On track for record net profit
9M23 performance in line with expectations

? 9M23 revenue grew by 6.7% yoy as demand for FEH’s products remained strong. At 73%/72% of our/Bloomberg consensus’ full-year estimates, 9M23 revenue performance was in line with expectations.
? 9M23 net profit was also deemed in line, at 82%/84% of our/Bloomberg consensus’ FY23F forecasts.
? Given the higher unit volume sold and higher average selling prices, 9M23 gross profit margin improved by 5.6% pts to 34.8% (from 29.2% in 9M22).
? 9M23 net profit was impacted by foreign exchange loss of US$1.4m. Excluding the foreign exchange loss, net profit would have been higher at US$43.7m (instead of US$42.3m).
? As at end-Sep 23, FEH’s net cash was US$115.6m.

Outlook remains positive

? FEH is seeing robust demand for its products in all the markets that the group operates in, according to its 9M23 business update press release.
? In its 9M23 business update, FEH commented that it will continue to grow its presence in Vietnam with targeted advertising and promotions.
? The group expects its non-dairy creamer (NDC) and potato crisps businesses in Malaysia to remain resilient and stable despite continuing stiff market competition. FEH expects its new plant for NDC to commence production in the next few months.
? In India, the group’s coffee manufacturing plants continue to operate at maximum capacity, with strong demand and favourable pricing conditions for its freeze dry coffee.
? FEH expects its pricing power and vertically integrated operations to be able to offset raw material price increases.
? The key risks that management remains wary of are: a) global geopolitical developments and economic situation and the potential impact on its supply chain, and b) currency volatility in the markets that FEH operates in.

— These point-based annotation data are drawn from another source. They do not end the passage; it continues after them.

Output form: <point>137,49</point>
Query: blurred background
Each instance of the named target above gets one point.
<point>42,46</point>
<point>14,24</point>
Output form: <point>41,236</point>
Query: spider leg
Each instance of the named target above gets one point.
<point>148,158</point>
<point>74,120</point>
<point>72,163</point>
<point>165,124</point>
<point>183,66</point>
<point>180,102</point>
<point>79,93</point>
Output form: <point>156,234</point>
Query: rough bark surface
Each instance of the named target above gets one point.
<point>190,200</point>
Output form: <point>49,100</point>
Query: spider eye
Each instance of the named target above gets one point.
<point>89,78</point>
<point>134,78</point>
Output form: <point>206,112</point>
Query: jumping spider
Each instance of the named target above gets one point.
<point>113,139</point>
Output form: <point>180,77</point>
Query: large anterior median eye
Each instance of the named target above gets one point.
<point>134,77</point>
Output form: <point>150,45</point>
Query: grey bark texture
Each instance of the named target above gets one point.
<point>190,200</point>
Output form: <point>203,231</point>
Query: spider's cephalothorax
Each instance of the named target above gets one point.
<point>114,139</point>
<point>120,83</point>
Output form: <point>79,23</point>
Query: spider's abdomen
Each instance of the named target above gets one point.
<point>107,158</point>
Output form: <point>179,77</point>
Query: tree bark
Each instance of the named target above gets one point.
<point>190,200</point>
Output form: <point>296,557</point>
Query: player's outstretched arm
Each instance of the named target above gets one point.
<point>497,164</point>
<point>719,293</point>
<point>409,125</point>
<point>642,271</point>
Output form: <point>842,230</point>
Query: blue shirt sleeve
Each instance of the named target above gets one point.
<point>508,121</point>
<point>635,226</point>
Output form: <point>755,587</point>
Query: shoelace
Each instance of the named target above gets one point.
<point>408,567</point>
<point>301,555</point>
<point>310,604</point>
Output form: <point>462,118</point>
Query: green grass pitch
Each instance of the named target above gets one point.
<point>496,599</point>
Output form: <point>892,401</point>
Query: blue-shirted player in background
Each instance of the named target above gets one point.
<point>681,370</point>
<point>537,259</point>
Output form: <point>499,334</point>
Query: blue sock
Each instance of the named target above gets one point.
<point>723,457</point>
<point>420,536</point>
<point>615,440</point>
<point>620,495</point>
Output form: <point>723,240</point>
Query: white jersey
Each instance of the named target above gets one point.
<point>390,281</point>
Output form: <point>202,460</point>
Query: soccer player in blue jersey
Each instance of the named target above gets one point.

Reiterate Add as outlook remains positive

? We reiterate our Add call on FEH, with an unchanged TP of S$1.69. Our Add rating is premised on: a) the potential to grow Vietnam as a new major revenue contributor, b) the potential to grow its food ingredients business, and c) the end of the capex cycle, allowing FEH to return excess cash to shareholders.
? Our TP of S$1.69 is based on 11.2x FY25F P/E, 1.0 s.d. above its 5-year (2019-23F) average P/E of 8.2x, given our expected FY22-25F EPS CAGR of 7.0%, 4.06% dividend yields in FY23-25F, and its established brands.
? Key re-rating catalysts include: 1) improving operating margins on stabilising market demand, and b) maintaining its market share in its key market, Russia.
? Key downside risks to our Add call are: 1) an escalation in the Russia-Ukraine conflict affecting its Russian operations (Russia accounted for 34.2% of 9M23 revenue), and 2) depreciation of the Russian Ruble against the US$, leading to lower revenue in US$ terms.